Copyright ©1997 by Ken Rattenne

Western Pacific's SJT/AFP
by Ken Rattenne


It's 1975 and Gerald Ford is President.of the United States, Disco is king and gas considered expensive. It's also a time when Eastern railroads are emerging from the financial chaos of the 1960s and Western roads still untouched by the merger mania that would eventually prevail some 20 years later. 

In California, the F-unit, that colorful  icon of streamliners and simpler times, was all but extinct.from the rails of the Golden State. Only two pockets of "resistance" could be found, both in Northern California: Amtrak, which was running a small fleet of ex-Southern Pacific FP7As on the Oakland-Bakersfield San Joaquin, and the Western Pacific, which still rostered six freight Fs used in mostly a captive service hauling a pair of trains between Stockton and Milpitas-San Jose twice a day, six days a week! 

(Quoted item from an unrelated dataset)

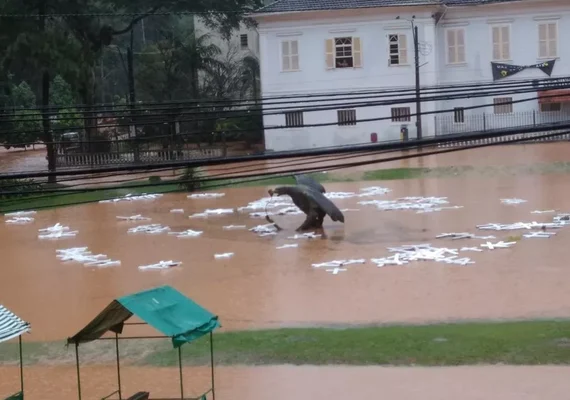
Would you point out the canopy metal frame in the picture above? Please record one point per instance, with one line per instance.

In that year of 1975 WP's six Fs were well-known to Railfans throughout the state, even though two of them were stored out of service on the Stockton Roundhouse whisker tracks (never to run again). And so were the trains they pulled. The morning run was carded as the APF/SJM and the afternoon run the SJT/SJP. 

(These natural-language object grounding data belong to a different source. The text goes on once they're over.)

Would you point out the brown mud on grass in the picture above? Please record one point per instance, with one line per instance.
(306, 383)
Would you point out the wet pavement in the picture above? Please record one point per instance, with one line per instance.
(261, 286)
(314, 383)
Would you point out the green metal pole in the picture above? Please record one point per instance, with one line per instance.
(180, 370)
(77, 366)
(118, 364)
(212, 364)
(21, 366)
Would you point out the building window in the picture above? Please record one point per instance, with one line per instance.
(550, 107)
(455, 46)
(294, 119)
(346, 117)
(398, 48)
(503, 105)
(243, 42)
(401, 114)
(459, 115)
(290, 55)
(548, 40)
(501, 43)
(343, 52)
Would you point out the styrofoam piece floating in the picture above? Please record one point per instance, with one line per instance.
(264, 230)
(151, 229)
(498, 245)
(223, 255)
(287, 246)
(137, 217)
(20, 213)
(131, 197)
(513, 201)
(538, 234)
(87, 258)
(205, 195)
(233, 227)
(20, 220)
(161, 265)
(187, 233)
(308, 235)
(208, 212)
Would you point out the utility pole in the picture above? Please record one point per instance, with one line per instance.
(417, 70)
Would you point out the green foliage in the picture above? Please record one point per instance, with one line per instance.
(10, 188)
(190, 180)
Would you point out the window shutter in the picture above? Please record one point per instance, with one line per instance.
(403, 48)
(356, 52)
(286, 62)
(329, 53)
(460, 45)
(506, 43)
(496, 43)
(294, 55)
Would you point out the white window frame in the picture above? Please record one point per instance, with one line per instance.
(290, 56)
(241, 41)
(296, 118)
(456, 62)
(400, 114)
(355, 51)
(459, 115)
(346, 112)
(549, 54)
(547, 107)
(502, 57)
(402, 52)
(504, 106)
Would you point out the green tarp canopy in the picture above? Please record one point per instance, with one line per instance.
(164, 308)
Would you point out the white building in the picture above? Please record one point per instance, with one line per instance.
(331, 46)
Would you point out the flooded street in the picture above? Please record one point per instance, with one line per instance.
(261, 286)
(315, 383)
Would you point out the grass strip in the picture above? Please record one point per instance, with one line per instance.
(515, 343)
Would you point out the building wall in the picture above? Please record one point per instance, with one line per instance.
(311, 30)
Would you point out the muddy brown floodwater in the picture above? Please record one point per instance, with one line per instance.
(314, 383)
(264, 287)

The trains were as close to regularly scheduled freights as one could get. Because the morning run was accomplished mostly in the pre-dawn hours, Railfans focused on the afternoon train, the SJT. Fans could count on the train departing Stockton at 1:00pm (or thereabouts) allowing them to place themselves anywhere on the WP main and predict when their F-united train would show up. 

In the photo above, the returning SJP is sitting on the Milpitas departure lead waiting for a highball from the Sacramento Dispatcher. In the lead is GP9 727, pinch-hitting for F 9--, which was out for its monthly inspection. In the background can be seen the Ford Motor Company logo, which marked Ford's Milpitas Assembly Plant, WP's best shipper; and to the left of the 727, nothing but empty green fields. Today, Union Pacific's Milpitas Yard is surrounded by industrial parks and pavement. 

Still in the future is the near loss of three of the final four Fs in 1977, due to   fire and a grade crossing accident.  And their their resurrection through a surprise rebuild in 1978. In fact, all four units pictured here made it into the 1980s and merger with the Union Pacific. All four F-units are now consigned to museums, while GP9 727 holds the distinction of being the only WP Geep to be donated to a city; it now resides in the city of Elko Nevada, on display downtown where once WP's and SP's paired track once lay.

For railfans, those were indeed exciting times!